В день отмены режима капитуляций Энвер появился в американском посольстве. Нас ждали две машины. Одна была предназначена для него и меня, вторая – для его адъютантов. Все его адъютанты были при полном параде. Я был очень рад, что Энвер придал этому столько торжественности, поскольку хотел, чтобы это мероприятие получило широкую огласку. По пути в колледж я рассказал Энверу все об этих американских учебных заведениях и об их значении для Турции. В действительности он очень мало знал об этих институтах и, как и большинство турок, подозревал, что они построены здесь для каких-то политических целей.
– Мы, американцы, не ищем никаких материальных выгод в Турции, – сказал я. – Мы всего лишь требуем, чтобы вы хорошо обращались с нашими детьми в этом колледже, к которому американские граждане испытывают теплые чувства.
Я рассказал ему, что мистер Кливленд Г. Додж, президент попечительского совета Роберт-колледжа, и мистер Чарльз Р.
Крейн, президент попечительского совета женского колледжа, были близкими друзьями президента Вильсона.

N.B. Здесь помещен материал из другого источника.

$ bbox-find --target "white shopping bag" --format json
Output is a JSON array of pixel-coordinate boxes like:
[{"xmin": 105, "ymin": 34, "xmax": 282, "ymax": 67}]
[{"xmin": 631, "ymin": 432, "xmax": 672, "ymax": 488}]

– Это, – добавил я, – показывает, что лучшее в Америке – это прекрасный альтруистический дух, в природе которого использовать накопленные богатства для строительства колледжей и школ. Построив эти институты в Турции, американцы не будут обращать ваших людей в христианство, а помогут им обучиться наукам и искусствам, таким образом сделав их лучшими из граждан. Американцы чувствуют, что библейские земли дали им их религию, и пытаются отплатить самым лучшим, что есть в Америке, – образованием.
Затем я рассказал ему о миссис Рассел Сейдж и мисс Хелен Гоулд, которые сделали большие подарки женскому колледжу.
Затем я примерно час развлекал его историями из наших «американских ночей». Я рассказал ему, как Джей Гоулд прибыл в Нью-Йорк без денег, в оборванной одежде, и как он умер, оставив после себя состояние в 100 миллионов долларов. Я рассказал ему, как коммодор Вандербильт начал с работы паромщиком и стал величайшим железнодорожным «магнатом» Америки; как Рокфеллер начал свою карьеру с брокерской фирмы в Кливленде, получая 6 долларов в неделю, и заработал самое большое состояние, когда-либо накопленное одним человеком за всю мировую историю. Я рассказал ему, как Доджи стали нашими великими «медными королями», а Крейны – производителями железных труб. Энвер нашел эти истории гораздо более захватывающими, чем те, что когда-либо появлялись в Багдаде. Впоследствии я узнал, что он так часто пересказывал их, что эти рассказы услышали все важные люди в Константинополе.